'We make all we can. There are no shops, you see, on Samson. We bake our own bread: we brew our own beer: we make our own butter: we even spin our own linen.'

'And you make your own wine, Armorel.' He called her naturally by her Christian name. You could not call such a girl 'Miss Armorel' or 'Miss Rosevean.' 'It is a wonderful island!'

After supper they sat by the fireside, and, by permission, he smoked his pipe.

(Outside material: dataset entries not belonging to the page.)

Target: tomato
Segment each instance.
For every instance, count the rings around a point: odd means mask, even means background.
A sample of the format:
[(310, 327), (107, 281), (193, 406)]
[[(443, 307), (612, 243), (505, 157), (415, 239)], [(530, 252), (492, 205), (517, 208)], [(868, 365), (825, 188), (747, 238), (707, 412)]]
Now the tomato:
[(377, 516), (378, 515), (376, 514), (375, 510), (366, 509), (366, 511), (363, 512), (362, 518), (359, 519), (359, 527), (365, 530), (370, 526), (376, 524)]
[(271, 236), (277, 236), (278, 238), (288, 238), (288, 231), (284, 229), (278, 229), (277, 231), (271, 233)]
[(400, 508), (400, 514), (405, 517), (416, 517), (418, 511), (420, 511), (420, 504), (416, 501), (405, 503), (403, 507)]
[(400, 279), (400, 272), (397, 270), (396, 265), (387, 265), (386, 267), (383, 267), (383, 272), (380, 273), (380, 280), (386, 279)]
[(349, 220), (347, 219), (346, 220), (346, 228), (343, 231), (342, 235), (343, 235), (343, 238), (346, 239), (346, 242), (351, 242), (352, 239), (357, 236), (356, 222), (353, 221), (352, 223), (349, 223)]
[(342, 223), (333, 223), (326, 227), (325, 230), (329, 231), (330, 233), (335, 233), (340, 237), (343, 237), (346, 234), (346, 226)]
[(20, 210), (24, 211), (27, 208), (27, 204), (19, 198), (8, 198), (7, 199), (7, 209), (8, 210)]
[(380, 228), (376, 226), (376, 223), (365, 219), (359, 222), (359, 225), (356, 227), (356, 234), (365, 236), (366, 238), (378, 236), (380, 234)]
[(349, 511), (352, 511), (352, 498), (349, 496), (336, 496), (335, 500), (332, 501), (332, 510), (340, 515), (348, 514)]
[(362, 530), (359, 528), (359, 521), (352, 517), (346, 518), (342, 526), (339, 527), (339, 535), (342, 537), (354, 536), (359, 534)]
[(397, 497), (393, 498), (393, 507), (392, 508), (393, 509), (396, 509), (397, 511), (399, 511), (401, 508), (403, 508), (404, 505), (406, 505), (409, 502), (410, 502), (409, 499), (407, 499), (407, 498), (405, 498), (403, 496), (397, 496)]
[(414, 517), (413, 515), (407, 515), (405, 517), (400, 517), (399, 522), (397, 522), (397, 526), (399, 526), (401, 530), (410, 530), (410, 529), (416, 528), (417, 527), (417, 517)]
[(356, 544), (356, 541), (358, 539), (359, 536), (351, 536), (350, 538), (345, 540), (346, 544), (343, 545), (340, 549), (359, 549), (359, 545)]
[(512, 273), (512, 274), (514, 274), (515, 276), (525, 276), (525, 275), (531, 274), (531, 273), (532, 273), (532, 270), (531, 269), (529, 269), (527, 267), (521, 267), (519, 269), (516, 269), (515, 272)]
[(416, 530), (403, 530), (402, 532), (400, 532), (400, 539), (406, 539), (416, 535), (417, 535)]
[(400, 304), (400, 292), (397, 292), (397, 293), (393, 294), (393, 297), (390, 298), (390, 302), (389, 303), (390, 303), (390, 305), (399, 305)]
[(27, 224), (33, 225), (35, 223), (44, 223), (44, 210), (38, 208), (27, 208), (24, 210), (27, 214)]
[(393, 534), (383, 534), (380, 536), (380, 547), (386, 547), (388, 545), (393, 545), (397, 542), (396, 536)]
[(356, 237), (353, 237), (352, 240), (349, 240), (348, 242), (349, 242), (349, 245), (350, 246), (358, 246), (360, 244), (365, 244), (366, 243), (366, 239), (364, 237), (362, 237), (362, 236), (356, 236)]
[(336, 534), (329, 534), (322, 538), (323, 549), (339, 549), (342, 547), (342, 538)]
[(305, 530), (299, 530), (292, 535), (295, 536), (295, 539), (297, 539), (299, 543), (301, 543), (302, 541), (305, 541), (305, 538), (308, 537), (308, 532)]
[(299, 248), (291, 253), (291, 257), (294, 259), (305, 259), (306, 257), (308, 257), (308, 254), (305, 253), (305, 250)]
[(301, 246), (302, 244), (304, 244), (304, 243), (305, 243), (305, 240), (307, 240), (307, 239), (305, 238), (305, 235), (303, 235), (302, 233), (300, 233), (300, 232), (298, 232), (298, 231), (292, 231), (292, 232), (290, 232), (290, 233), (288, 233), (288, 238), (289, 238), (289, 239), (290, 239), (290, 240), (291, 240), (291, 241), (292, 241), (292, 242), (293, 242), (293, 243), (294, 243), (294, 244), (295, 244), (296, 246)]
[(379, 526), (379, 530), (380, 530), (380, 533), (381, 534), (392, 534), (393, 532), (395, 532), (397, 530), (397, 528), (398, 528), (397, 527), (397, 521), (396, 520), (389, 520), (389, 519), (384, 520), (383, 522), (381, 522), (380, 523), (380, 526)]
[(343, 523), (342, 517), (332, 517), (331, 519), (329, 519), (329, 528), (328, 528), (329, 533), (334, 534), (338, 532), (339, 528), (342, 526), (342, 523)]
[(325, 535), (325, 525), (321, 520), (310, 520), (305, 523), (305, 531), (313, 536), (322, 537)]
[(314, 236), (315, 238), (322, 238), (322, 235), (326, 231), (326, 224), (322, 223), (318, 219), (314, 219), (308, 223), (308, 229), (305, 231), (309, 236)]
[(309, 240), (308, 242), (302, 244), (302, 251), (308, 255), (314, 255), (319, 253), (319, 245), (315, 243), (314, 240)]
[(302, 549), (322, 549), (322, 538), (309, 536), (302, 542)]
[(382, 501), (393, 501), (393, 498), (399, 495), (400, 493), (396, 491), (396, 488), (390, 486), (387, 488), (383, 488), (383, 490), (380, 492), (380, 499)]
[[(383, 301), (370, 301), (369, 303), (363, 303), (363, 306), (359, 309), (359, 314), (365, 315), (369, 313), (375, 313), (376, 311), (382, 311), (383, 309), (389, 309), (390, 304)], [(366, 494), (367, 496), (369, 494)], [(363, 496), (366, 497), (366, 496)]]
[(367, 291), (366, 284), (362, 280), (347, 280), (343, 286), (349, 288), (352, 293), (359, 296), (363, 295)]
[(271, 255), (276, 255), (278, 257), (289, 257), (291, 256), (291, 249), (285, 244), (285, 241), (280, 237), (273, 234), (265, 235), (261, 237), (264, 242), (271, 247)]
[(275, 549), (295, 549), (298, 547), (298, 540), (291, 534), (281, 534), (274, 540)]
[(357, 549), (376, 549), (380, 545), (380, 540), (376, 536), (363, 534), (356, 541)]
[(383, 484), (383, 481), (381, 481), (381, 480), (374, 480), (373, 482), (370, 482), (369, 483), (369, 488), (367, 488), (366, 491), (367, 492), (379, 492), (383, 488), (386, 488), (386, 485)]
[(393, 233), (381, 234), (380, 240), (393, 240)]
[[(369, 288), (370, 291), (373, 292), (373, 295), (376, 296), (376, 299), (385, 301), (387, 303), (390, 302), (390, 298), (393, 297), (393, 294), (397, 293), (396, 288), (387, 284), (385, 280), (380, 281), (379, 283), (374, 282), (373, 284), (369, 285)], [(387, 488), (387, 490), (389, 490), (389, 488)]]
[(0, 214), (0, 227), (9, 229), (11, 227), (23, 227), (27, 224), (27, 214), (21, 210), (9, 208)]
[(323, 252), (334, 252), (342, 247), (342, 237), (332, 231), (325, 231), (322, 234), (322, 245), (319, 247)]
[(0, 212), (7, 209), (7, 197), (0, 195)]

Then, everybody else on the island being in bed and asleep, they talked. The young man had his way. That is to say, he encouraged the girl to talk about herself. He led her on: he had a soft voice, soft eyes, and a general manner of sympathy which surprised confidence.

She began, timidly at first, to talk about herself, yet with feminine reservation. No woman will ever talk about herself in the way which delights young men. But she told him all he asked: her simple lonely life—how she arose early in the morning, how she roamed about the island and sang aloud with none to hear her but the sea-gulls and the shags.

'Do you never draw?' he asked.

She had tried to draw, but there was no one to help her.

'Do you read?'

No, she seldom read. In the best parlour there was a bookcase full of books, but she never looked at them. As for the old lady and Dorcas, they had never learned to read. She had been at school over at St. Mary's, till she was thirteen, but she hardly cared to read.